Main limitations of our study are due to its retrospective nature. Diagnostic, staging, and treatment protocols were not standardized. Multivariate analyses were necessary to conclude in most cases but could not always be performed due to the limited number of cases included. Even though complete staging was not performed in all dogs, imaging of the neoplastic cavity was always performed.
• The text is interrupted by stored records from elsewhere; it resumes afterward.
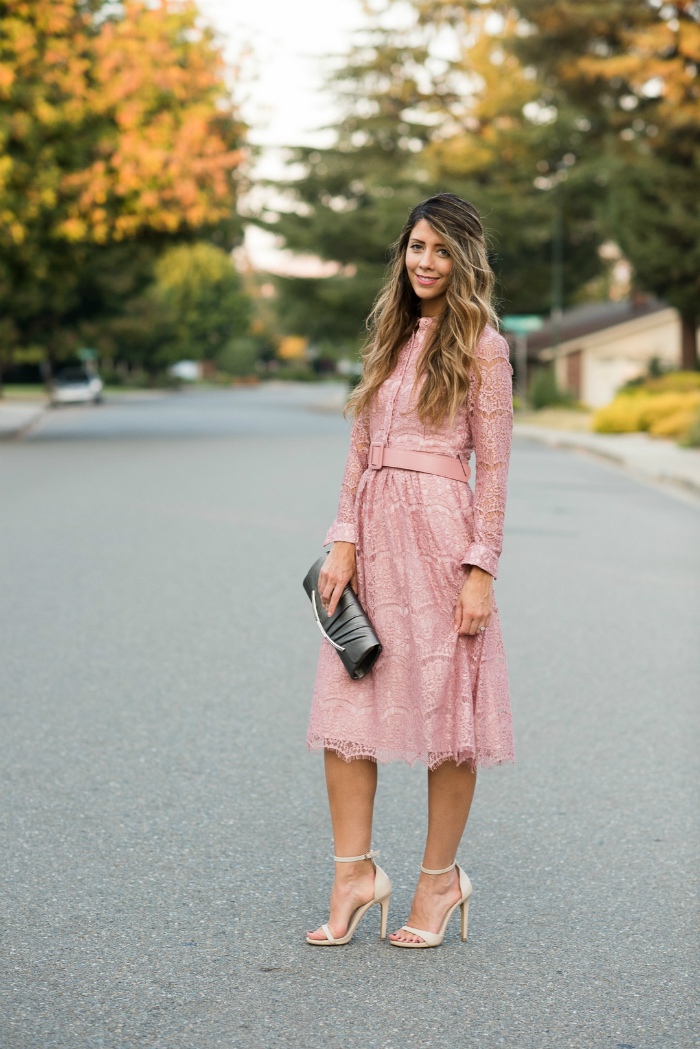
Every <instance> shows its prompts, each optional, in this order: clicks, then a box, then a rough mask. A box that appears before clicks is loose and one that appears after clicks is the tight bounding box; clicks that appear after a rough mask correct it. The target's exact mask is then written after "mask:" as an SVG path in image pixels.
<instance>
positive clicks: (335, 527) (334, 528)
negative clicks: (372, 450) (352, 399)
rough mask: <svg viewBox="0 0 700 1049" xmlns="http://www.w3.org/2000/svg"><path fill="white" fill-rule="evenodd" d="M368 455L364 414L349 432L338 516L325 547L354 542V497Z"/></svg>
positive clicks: (355, 536) (367, 458)
mask: <svg viewBox="0 0 700 1049" xmlns="http://www.w3.org/2000/svg"><path fill="white" fill-rule="evenodd" d="M368 455H369V418H368V413H367V412H365V413H364V414H363V415H362V416H361V418H359V419H356V420H355V422H354V423H353V429H352V430H351V447H349V452H348V453H347V463H346V464H345V473H344V475H343V483H342V485H341V486H340V501H339V504H338V516H337V517H336V519H335V520H334V522H333V525H332V526H331V528H330V529H328V533H327V535H326V537H325V540H324V542H323V545H324V547H327V545H328V543H330V542H355V541H356V528H355V496H356V495H357V489H358V485H359V484H360V478H361V477H362V474H363V473H364V471H365V470H366V469H367V459H368Z"/></svg>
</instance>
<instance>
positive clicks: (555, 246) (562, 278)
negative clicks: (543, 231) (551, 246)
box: [550, 188, 564, 354]
mask: <svg viewBox="0 0 700 1049" xmlns="http://www.w3.org/2000/svg"><path fill="white" fill-rule="evenodd" d="M553 197H554V220H553V222H552V306H551V316H550V322H551V325H552V345H553V348H554V351H555V354H556V350H557V349H558V348H559V343H560V342H561V306H563V302H564V209H563V205H561V194H560V192H559V190H558V188H556V189H555V190H554V193H553Z"/></svg>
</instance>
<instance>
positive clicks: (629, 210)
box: [423, 0, 700, 368]
mask: <svg viewBox="0 0 700 1049" xmlns="http://www.w3.org/2000/svg"><path fill="white" fill-rule="evenodd" d="M447 6H448V5H446V4H444V3H437V4H434V3H425V4H423V8H424V14H425V17H428V18H429V17H432V18H434V17H437V16H439V15H441V14H443V15H444V13H445V9H446V7H447ZM489 6H490V8H491V9H492V10H494V12H502V13H503V12H505V5H503V4H500V3H492V4H490V5H489ZM516 7H517V17H518V18H519V19H522V20H523V24H524V27H525V29H526V31H523V33H522V34H521V35H519V36H518V35H515V34H514V35H511V36H510V37H509V39H508V40H507V41H506V46H507V48H508V49H509V50H510V52H511V53H513V55H515V56H517V58H518V60H519V62H521V63H522V64H523V65H524V66H529V67H531V68H532V69H533V71H534V72H535V73H536V77H535V84H536V86H537V97H536V100H535V102H536V104H537V105H538V106H539V107H540V109H542V110H545V109H547V108H549V110H550V111H551V112H552V113H553V121H552V124H551V129H552V135H553V137H556V138H558V140H559V142H560V143H561V144H566V147H567V148H569V149H570V150H571V151H572V155H573V156H574V158H575V163H576V170H577V171H578V177H579V180H585V181H587V183H588V184H589V185H591V186H593V185H597V186H599V187H601V188H602V190H603V192H602V194H601V198H600V205H599V206H598V207H597V208H596V209H594V212H593V214H594V215H595V217H596V219H597V222H598V226H599V227H600V229H601V231H602V232H603V233H604V234H607V235H608V236H611V237H612V238H613V239H615V240H616V241H617V242H618V243H619V244H620V247H621V249H622V250H623V252H624V254H625V255H627V257H628V258H629V259H630V261H631V262H632V264H633V266H634V269H635V280H636V283H637V285H638V286H639V287H640V288H642V290H646V291H650V292H653V293H655V294H656V295H658V296H659V297H661V298H663V299H665V300H666V301H667V302H670V303H672V304H673V305H675V306H676V307H677V308H678V311H679V312H680V314H681V318H682V327H683V341H682V361H683V367H685V368H691V367H695V366H697V361H698V354H697V344H696V330H697V326H698V322H699V321H700V194H699V193H698V186H699V185H700V77H699V65H700V8H699V7H698V4H697V3H694V2H688V0H676V2H670V3H665V2H664V3H661V2H653V0H616V2H608V0H606V2H592V3H585V4H582V3H575V2H571V0H519V2H518V3H517V4H516ZM570 114H574V120H575V124H576V125H577V128H576V129H571V128H570V127H569V126H568V122H569V115H570ZM572 130H573V132H574V133H573V134H572ZM576 130H577V131H578V134H576V133H575V131H576ZM547 159H548V158H547V157H545V163H547ZM547 170H548V171H549V172H550V173H551V172H554V171H555V170H556V167H555V165H551V164H550V165H549V167H548V169H547Z"/></svg>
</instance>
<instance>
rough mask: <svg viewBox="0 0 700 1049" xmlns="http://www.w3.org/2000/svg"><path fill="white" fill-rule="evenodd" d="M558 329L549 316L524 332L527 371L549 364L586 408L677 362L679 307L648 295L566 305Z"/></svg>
mask: <svg viewBox="0 0 700 1049" xmlns="http://www.w3.org/2000/svg"><path fill="white" fill-rule="evenodd" d="M556 337H557V333H556V330H555V329H554V328H553V325H552V322H551V320H548V321H547V322H546V323H545V325H544V327H542V328H540V330H539V331H534V333H532V334H531V335H529V336H528V346H527V356H528V370H529V371H531V370H532V369H533V368H534V367H535V366H536V365H537V364H542V363H548V362H550V361H552V362H553V363H554V369H555V374H556V381H557V386H558V387H559V389H563V390H569V391H570V392H572V393H573V394H574V395H575V397H576V399H577V400H578V401H581V402H582V403H584V404H587V405H589V407H591V408H599V407H600V406H601V405H603V404H609V402H610V401H612V399H613V397H614V395H615V393H616V391H617V390H618V389H619V388H620V386H622V385H624V383H627V382H629V381H630V380H631V379H636V378H637V377H639V376H643V374H646V372H648V371H649V366H650V363H651V361H652V360H653V359H656V360H657V361H658V362H659V364H660V365H661V367H662V368H678V367H680V364H681V323H680V317H679V315H678V311H676V309H674V308H673V307H672V306H667V305H666V304H665V303H664V302H659V301H658V300H657V299H653V298H651V297H643V298H642V297H636V298H633V299H630V300H628V301H622V302H587V303H585V304H582V305H580V306H573V307H572V308H570V309H565V311H564V314H563V316H561V321H560V324H559V331H558V341H559V344H558V346H556V341H557V340H556Z"/></svg>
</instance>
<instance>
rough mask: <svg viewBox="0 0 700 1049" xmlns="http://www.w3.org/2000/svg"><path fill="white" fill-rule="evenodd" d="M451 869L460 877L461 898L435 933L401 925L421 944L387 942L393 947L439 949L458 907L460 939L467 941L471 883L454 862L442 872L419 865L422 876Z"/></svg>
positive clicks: (454, 905) (451, 869)
mask: <svg viewBox="0 0 700 1049" xmlns="http://www.w3.org/2000/svg"><path fill="white" fill-rule="evenodd" d="M452 868H454V869H455V870H457V873H458V874H459V876H460V892H461V894H462V895H461V898H460V899H459V900H458V901H457V903H453V904H452V906H451V907H449V908H448V911H447V914H446V915H445V917H444V918H443V921H442V925H441V926H440V928H439V930H438V932H437V933H428V932H427V929H423V928H411V926H410V925H402V926H401V928H402V929H403V930H404V932H406V933H412V934H413V936H420V937H421V939H422V941H423V942H422V943H410V942H408V941H406V940H389V943H390V944H391V946H393V947H439V946H440V944H441V943H442V942H443V940H444V939H445V930H446V929H447V922H448V921H449V920H450V918H451V917H452V915H453V914H454V912H455V911H457V908H458V907H462V939H463V940H466V939H467V922H468V918H469V899H470V898H471V882H470V881H469V878H468V877H467V875H466V874H465V872H464V871H463V870H462V868H461V866H460V864H459V863H458V862H457V861H454V862H452V863H450V865H449V866H445V868H443V870H442V871H428V869H427V868H425V866H423V864H422V863H421V871H422V872H423V874H448V873H449V872H450V871H451V870H452Z"/></svg>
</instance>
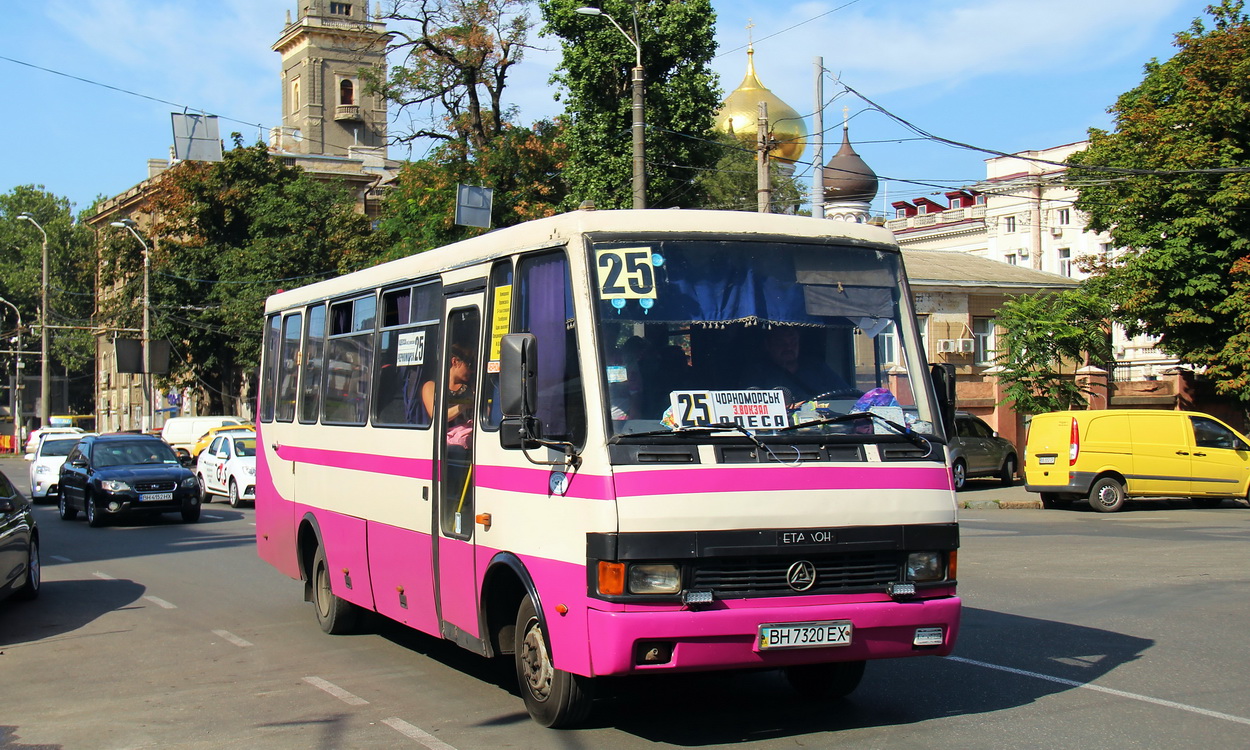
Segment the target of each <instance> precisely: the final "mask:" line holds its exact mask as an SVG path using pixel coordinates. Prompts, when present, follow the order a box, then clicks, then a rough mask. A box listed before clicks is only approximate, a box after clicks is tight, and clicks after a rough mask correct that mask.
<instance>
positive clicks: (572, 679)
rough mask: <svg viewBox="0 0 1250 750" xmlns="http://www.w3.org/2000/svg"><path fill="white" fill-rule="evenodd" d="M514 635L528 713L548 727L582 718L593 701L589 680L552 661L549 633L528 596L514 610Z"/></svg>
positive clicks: (521, 678)
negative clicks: (590, 691)
mask: <svg viewBox="0 0 1250 750" xmlns="http://www.w3.org/2000/svg"><path fill="white" fill-rule="evenodd" d="M514 637H515V641H514V646H515V650H514V656H515V659H516V684H517V686H519V687H520V690H521V697H522V699H524V700H525V709H526V710H527V711H529V712H530V716H531V717H532V719H534V720H535V721H537V722H539V724H540V725H542V726H547V727H551V729H559V727H561V726H570V725H574V724H577V722H580V721H584V720H585V719H586V716H589V715H590V706H591V704H592V702H594V696H592V695H591V692H590V687H591V680H590V677H584V676H581V675H575V674H571V672H566V671H564V670H560V669H556V667H555V666H554V665H552V664H551V652H550V650H549V649H547V635H546V631H545V629H544V627H542V621H541V620H540V619H539V615H537V610H536V609H535V607H534V600H531V599H530V597H529V596H526V597H525V600H524V601H522V602H521V606H520V609H519V610H517V611H516V630H515V632H514Z"/></svg>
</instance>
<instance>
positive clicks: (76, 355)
mask: <svg viewBox="0 0 1250 750" xmlns="http://www.w3.org/2000/svg"><path fill="white" fill-rule="evenodd" d="M22 212H29V214H30V215H31V216H34V217H35V221H37V222H39V225H40V226H42V227H44V231H45V232H46V234H47V269H49V282H47V322H49V325H50V326H55V327H49V360H50V366H51V371H53V372H54V374H58V375H61V374H68V375H69V376H70V382H71V387H70V391H69V400H70V409H71V410H75V411H90V399H91V397H93V392H91V391H93V384H91V379H90V375H91V362H93V361H94V360H95V342H94V337H93V335H91V331H90V325H91V320H90V317H91V309H93V282H94V274H95V266H96V264H95V257H94V254H93V250H91V246H93V235H91V230H90V229H88V227H86V226H85V225H83V224H75V222H74V216H73V214H71V211H70V201H69V199H65V197H59V196H55V195H53V194H50V192H47V191H45V190H44V189H42V186H41V185H21V186H17V187H14V189H12V190H11V191H10V192H8V194H4V195H0V217H2V219H4V220H2V221H0V256H2V257H4V262H2V264H0V297H4V299H5V300H8V301H9V302H11V304H12V305H14V306H16V309H17V310H19V311H20V314H21V322H22V326H24V330H22V331H21V335H22V349H25V350H26V351H37V349H39V335H40V330H39V327H37V324H39V312H40V305H41V299H42V269H44V262H42V235H40V234H39V230H37V229H36V227H35V225H32V224H30V222H29V221H25V220H19V219H17V216H19V215H20V214H22ZM0 320H4V322H2V324H0V336H2V337H4V341H5V342H6V344H8V342H9V340H10V339H11V337H15V334H16V332H17V331H16V329H17V326H16V316H15V315H14V312H12V310H11V309H10V307H9V306H8V305H0ZM2 349H10V346H8V345H5V346H2ZM24 365H25V369H26V372H27V374H37V372H39V369H40V365H39V357H37V356H27V357H25V360H24ZM5 371H9V372H11V371H12V370H11V369H6V370H5ZM4 380H5V381H8V379H6V377H5V379H4ZM74 385H78V387H74ZM24 401H25V406H24V407H22V411H26V410H27V409H29V407H32V406H34V402H35V401H34V395H32V392H30V391H27V394H26V397H25V399H24Z"/></svg>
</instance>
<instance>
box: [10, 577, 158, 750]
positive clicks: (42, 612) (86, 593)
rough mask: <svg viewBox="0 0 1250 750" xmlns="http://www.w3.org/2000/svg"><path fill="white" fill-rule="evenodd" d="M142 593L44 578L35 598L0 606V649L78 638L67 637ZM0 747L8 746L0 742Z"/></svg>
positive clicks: (133, 585)
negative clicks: (38, 597) (10, 646)
mask: <svg viewBox="0 0 1250 750" xmlns="http://www.w3.org/2000/svg"><path fill="white" fill-rule="evenodd" d="M144 591H146V589H144V586H141V585H139V584H136V582H134V581H124V580H101V579H81V580H71V581H50V580H47V579H44V585H42V586H41V587H40V591H39V599H36V600H34V601H8V602H5V604H4V605H2V606H0V647H4V646H11V645H16V644H22V642H26V641H36V640H40V641H49V640H50V639H56V637H59V636H69V637H78V636H75V635H70V634H73V632H74V631H76V630H79V629H80V627H83V626H84V625H86V624H88V622H91V621H94V620H95V619H96V617H99V616H101V615H104V614H108V612H111V611H116V610H119V609H124V607H125V606H126V605H129V604H131V602H134V601H136V600H138V599H139V597H140V596H143V595H144ZM84 637H88V636H84ZM51 642H55V640H51ZM0 747H8V745H5V744H4V742H0Z"/></svg>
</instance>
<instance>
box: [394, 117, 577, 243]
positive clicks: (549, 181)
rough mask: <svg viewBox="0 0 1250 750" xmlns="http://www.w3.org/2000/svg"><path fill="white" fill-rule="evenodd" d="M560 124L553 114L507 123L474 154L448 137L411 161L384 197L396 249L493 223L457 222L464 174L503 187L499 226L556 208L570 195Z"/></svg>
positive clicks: (499, 214)
mask: <svg viewBox="0 0 1250 750" xmlns="http://www.w3.org/2000/svg"><path fill="white" fill-rule="evenodd" d="M559 133H560V126H559V125H557V124H555V123H546V121H540V123H535V125H534V128H532V129H529V128H519V126H512V125H505V126H504V129H502V131H501V133H500V135H499V136H497V138H495V139H492V140H491V141H490V143H489V144H486V145H484V146H482V148H480V149H477V150H476V153H475V158H472V159H470V155H469V153H467V150H466V149H465V146H464V145H462V144H459V143H447V144H444V145H442V146H440V148H437V149H435V151H434V154H432V155H431V156H430V158H427V159H421V160H419V161H410V163H407V164H405V165H404V166H402V168H401V169H400V175H399V179H397V180H396V181H395V186H394V187H392V189H391V190H390V192H387V195H386V201H385V204H384V217H382V220H381V229H382V231H385V232H387V234H389V235H390V237H392V239H391V242H392V245H391V254H390V256H391V257H402V256H406V255H412V254H415V252H422V251H425V250H429V249H431V247H437V246H440V245H446V244H447V242H454V241H456V240H462V239H465V237H470V236H476V235H479V234H481V232H484V231H486V230H482V229H476V227H471V226H457V225H456V224H455V222H454V221H455V201H456V184H459V183H464V184H469V185H489V186H491V187H494V189H495V205H494V211H492V214H494V225H495V226H511V225H514V224H520V222H521V221H529V220H531V219H541V217H544V216H551V215H554V214H555V212H556V211H557V210H559V206H560V202H561V201H562V200H564V197H565V195H567V187H566V185H565V183H564V178H562V176H561V168H562V166H564V161H565V150H564V146H562V144H561V143H560V141H559Z"/></svg>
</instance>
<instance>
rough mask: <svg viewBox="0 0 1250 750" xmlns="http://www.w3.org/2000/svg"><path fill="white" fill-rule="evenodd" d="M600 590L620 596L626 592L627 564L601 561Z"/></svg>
mask: <svg viewBox="0 0 1250 750" xmlns="http://www.w3.org/2000/svg"><path fill="white" fill-rule="evenodd" d="M599 592H600V594H606V595H609V596H620V595H621V594H624V592H625V564H624V562H607V561H604V560H600V561H599Z"/></svg>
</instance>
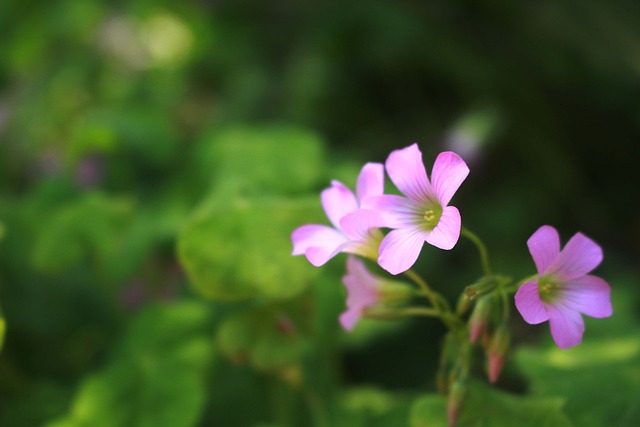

Therefore, diagnosis based on cytopathological examinations were authorized, since cases of carcinomatous or sarcomatous effusions without any mass in the affected cavity appears unlikely.80 Furthermore, in human medicine, cytology can be an acceptable mean of diagnostic confirmation when clinical and imaging context are in favour of mesothelioma and biopsies cannot be collected.10, 81 Moreover, histopathological examinations are not always reliable and immunohistochemistry can only confirm the mesothelial origin and not the neoplastic nature of the proliferation.6 This is why morphological examination was always confronted to clinical and imaging results in our study, which decreases the risk of misdiagnosis.
5 CONCLUSION
Conclusively, chemotherapy was associated with an increased survival of dogs with mesothelioma in our cohort; complete response after the first administration was the only identified positive prognostic factor. Impact of surgery on survival remains unknown and might depend of neoplastic location.
ACKNOWLEDGEMENTS
Authors would like to deeply thank Dr Esther Piccirillo and Dr Laurie Boissy for their help in collecting a part of the files. Authors thank the veterinary hospital Advetia (Velizy-Villacoublay, France) and the veterinary school of Toulouse, from where some cases were included. Authors also thank Dr Isabelle Bublot (former practitioner in cardiology at VetAgro Sup) and the intensive care unit of VetAgro Sup for their help in the management of some of the cases and their help in the preliminary work in this study. Finally, authors thank all referring veterinarians, radiologists, cytopathologists and pathologists who have been involved in the diagnosis of the cases.
FUNDING INFORMATION
This work received no funding.
CONFLICT OF INTEREST
The author declares that there is no conflict of interest.
Open Research
DATA AVAILABILITY STATEMENT
The data that support the findings of this study are available from the corresponding author upon reasonable request.